Merlino is not an owner of the restaurant, said John
Wyner, general manager and a partner in the venture. Most recently,
Wyner ran the top Boca steak house, Abe & Louie's, and he has
experience in Atlantic City hospitality.
Multimillionaire Florida
businessman Stanley Stein is the major investor in Merlino's. A South
Philly native, Stein also paid for a private jet to ferry Merlino to and
from federal court and put him up at the Four Seasons in Center City.
"My
friend Stan Stein ate at my mom's house many times and he said he
wanted to do a restaurant with her recipes and me as maitre d'," Merlino
said.
Rita Merlino until recently was in Boca, coaching the
kitchen staff on the intricacies of her dishes. "She loves the kitchen,"

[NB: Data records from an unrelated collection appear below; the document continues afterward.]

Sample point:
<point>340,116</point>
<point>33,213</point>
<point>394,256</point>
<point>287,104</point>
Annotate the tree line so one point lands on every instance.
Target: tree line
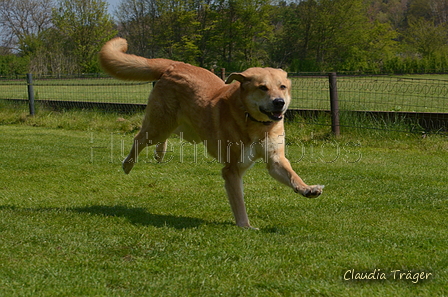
<point>376,36</point>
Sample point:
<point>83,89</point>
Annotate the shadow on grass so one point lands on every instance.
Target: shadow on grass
<point>139,216</point>
<point>135,215</point>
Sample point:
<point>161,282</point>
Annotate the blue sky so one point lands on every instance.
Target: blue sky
<point>112,5</point>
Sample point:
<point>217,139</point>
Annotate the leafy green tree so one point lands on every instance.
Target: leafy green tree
<point>84,26</point>
<point>427,38</point>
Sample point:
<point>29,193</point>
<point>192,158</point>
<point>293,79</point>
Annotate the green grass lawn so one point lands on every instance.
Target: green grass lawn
<point>72,224</point>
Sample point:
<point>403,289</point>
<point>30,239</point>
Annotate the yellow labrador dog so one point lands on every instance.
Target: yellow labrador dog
<point>240,122</point>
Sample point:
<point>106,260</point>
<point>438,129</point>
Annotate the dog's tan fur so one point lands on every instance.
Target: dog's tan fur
<point>240,122</point>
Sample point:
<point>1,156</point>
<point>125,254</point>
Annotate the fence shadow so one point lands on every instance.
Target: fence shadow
<point>139,216</point>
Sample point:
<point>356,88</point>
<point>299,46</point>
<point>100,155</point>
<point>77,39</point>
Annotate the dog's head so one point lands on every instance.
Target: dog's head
<point>266,92</point>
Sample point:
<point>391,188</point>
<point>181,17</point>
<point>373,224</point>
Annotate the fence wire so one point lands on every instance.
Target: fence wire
<point>380,99</point>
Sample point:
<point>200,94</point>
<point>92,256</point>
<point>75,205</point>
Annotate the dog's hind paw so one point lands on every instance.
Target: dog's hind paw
<point>313,191</point>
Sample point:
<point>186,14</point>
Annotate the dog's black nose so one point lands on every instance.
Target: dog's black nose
<point>278,103</point>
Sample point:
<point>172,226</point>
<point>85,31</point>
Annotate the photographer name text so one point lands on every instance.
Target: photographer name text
<point>377,274</point>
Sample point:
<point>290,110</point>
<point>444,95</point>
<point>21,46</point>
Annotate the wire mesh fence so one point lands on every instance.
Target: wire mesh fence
<point>422,101</point>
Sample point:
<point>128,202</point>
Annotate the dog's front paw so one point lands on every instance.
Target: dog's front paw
<point>127,167</point>
<point>313,191</point>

he said. "She's always cooking for people. The holidays would come and
we always had people eating over. Neighbors, people who didn't have any
place to go, everybody. It was a full house."
Famous for his sense
of fashion, Merlino was wearing a Prada leather jacket the color of
cured tobacco over a Versace V-neck black cashmere sweater, black Armani
pants (skinny jeans, actually) and a Louis Vuitton belt. He also wore
shoes by French designer Christian Louboutin, the popular black ones
with the red soles.
In front of the restaurant, Merlino posed for a photographer in the mist, as wind rustled the palm trees.
"C'mon, I'm . . . freezing," he said.